Dev environment setup

The development environment includes all the features required to execute this module unitary test and to deploy it. When loading the project with pycharm, the tool automatically reads requirements file and sets up the virtual environment.

Installation of a virtual environment is not mandatory but greatly recommended in order to avoid any confusion between system or other projects libraries. Linux package python3-venv shall be installed (sudo apt install python3-venv on ubuntu)

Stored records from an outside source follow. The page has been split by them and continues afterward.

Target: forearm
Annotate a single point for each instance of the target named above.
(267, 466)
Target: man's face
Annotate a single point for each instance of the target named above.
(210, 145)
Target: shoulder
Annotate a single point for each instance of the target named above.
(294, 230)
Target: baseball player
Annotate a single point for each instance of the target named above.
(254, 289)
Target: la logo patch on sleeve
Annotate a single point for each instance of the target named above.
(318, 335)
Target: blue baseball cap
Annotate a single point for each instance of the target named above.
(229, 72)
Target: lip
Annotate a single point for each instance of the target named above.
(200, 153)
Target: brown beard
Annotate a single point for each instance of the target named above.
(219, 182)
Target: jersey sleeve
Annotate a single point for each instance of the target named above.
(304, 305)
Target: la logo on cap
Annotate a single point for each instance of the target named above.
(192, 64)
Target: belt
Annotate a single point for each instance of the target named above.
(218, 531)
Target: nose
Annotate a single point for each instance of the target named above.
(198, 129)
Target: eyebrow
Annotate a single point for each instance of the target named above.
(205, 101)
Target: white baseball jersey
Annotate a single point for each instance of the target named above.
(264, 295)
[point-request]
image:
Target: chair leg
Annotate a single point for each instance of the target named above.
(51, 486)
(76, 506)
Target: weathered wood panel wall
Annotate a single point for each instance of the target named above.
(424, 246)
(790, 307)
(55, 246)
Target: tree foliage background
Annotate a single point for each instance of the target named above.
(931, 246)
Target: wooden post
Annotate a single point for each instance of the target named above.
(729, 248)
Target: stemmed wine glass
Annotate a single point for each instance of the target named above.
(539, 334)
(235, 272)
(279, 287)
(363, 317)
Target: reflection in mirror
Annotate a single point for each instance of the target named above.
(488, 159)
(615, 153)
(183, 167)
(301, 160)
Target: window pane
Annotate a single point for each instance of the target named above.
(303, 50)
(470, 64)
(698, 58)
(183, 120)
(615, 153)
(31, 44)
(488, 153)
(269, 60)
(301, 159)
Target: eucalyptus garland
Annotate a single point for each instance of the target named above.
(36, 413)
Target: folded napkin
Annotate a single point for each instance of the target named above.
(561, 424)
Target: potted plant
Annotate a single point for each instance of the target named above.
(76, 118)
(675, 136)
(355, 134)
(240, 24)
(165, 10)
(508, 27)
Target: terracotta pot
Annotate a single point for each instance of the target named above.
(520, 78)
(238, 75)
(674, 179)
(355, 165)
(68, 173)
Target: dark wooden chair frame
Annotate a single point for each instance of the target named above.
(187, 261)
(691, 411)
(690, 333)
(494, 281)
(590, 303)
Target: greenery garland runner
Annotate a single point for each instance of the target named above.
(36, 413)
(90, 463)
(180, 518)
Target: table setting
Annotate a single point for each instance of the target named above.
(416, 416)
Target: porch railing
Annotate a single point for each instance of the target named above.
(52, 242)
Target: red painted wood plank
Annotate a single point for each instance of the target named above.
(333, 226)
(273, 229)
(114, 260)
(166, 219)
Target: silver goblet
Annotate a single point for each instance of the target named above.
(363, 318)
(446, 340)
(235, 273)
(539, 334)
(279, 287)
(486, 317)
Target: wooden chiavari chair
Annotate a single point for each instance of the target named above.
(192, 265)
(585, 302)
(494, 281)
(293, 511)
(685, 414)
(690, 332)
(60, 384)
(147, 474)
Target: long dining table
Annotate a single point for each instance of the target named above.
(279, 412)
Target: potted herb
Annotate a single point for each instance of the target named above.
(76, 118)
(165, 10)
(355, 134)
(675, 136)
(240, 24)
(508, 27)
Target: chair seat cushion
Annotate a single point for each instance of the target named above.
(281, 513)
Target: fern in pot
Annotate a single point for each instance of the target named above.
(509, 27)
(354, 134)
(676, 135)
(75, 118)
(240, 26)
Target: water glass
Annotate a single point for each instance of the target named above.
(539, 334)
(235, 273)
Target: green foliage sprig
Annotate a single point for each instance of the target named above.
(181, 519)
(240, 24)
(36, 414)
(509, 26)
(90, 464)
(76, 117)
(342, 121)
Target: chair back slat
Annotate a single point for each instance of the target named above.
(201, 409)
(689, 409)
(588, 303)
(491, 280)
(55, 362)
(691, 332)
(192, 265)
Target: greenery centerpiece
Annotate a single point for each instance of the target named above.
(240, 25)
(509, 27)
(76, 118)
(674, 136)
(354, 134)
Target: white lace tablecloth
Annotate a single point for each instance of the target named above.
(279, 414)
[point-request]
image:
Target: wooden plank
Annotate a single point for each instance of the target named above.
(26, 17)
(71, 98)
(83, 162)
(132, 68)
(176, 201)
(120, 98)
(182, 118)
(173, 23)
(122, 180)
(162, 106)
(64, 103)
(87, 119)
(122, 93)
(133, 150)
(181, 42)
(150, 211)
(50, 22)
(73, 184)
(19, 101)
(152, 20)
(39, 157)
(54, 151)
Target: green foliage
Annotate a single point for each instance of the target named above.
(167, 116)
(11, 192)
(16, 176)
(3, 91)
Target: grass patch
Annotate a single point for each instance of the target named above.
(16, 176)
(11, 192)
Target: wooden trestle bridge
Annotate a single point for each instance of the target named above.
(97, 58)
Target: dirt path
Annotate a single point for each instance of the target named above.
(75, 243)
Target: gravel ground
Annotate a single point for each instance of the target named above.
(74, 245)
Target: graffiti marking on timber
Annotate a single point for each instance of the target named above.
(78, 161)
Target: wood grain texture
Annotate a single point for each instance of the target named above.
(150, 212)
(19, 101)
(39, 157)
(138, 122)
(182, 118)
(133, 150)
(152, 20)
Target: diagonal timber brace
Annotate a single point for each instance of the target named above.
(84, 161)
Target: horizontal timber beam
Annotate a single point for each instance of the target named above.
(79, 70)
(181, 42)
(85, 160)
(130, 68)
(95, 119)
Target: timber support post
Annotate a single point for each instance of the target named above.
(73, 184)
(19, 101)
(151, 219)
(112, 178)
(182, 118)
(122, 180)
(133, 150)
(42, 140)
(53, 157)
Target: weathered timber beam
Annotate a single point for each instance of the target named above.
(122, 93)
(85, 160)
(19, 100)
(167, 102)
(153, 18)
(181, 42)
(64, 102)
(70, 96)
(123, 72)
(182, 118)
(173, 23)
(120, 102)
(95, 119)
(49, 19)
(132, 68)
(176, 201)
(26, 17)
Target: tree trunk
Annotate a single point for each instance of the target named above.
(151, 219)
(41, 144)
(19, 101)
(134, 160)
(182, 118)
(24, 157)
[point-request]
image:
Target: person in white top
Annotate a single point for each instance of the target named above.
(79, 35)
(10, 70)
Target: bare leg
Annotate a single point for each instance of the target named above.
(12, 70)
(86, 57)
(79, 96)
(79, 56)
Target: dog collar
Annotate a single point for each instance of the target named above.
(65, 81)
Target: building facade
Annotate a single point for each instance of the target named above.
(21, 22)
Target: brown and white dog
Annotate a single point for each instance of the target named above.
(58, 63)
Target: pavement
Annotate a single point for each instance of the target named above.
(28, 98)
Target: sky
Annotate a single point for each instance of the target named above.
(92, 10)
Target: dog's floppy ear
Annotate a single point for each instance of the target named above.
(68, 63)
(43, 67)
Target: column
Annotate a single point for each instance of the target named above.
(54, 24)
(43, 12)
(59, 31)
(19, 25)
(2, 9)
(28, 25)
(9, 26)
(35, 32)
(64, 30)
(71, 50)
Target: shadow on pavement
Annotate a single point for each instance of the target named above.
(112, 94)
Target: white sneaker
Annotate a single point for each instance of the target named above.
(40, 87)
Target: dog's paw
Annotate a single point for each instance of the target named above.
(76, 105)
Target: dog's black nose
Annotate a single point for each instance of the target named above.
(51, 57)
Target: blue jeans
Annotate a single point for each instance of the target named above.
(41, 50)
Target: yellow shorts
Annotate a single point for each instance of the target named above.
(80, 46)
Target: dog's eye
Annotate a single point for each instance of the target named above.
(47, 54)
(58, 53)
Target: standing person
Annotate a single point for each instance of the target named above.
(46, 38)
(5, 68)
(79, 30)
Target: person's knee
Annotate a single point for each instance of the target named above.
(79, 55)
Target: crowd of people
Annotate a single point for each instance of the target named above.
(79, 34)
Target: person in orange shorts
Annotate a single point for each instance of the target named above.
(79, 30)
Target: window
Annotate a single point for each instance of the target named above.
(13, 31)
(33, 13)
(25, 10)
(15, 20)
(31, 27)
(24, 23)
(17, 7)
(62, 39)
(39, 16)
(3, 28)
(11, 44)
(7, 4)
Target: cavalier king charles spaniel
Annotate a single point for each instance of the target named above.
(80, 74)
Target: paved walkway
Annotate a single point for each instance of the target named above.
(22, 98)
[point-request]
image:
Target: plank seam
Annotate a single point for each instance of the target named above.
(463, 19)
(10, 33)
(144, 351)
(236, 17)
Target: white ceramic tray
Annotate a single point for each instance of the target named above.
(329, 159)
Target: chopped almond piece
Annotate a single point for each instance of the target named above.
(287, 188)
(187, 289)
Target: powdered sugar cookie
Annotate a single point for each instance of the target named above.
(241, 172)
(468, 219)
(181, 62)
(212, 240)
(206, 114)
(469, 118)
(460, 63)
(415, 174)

The command line to prepare the virtual environment:

python3 -m venv venv
source venv/bin/activate

Once successfully run, the command line prompt is updated with the virtual environment name:

(venv) $~> _

Once the virtual environment installed, the dependencies shall be downloaded:

(venv) $~> pip install -r requirements.txt --no-cache-dir
Collecting pip==21.1.2
  Downloading pip-21.1.2-py3-none-any.whl (1.5 MB)
     |████████████████████████████████| 1.5 MB 54 kB/s 
Collecting setuptools==57.0.0
  Downloading setuptools-57.0.0-py3-none-any.whl (821 kB)
     |████████████████████████████████| 821 kB 73 kB/s 
Installing collected packages: pip, setuptools
  Attempting uninstall: pip
    Found existing installation: pip 20.0.2
    Uninstalling pip-20.0.2:
      Successfully uninstalled pip-20.0.2
  Attempting uninstall: setuptools
    Found existing installation: setuptools 44.0.0
    Uninstalling setuptools-44.0.0:
      Successfully uninstalled setuptools-44.0.0
Successfully installed pip-21.1.2 setuptools-57.0.0

At this stage the environment is installed.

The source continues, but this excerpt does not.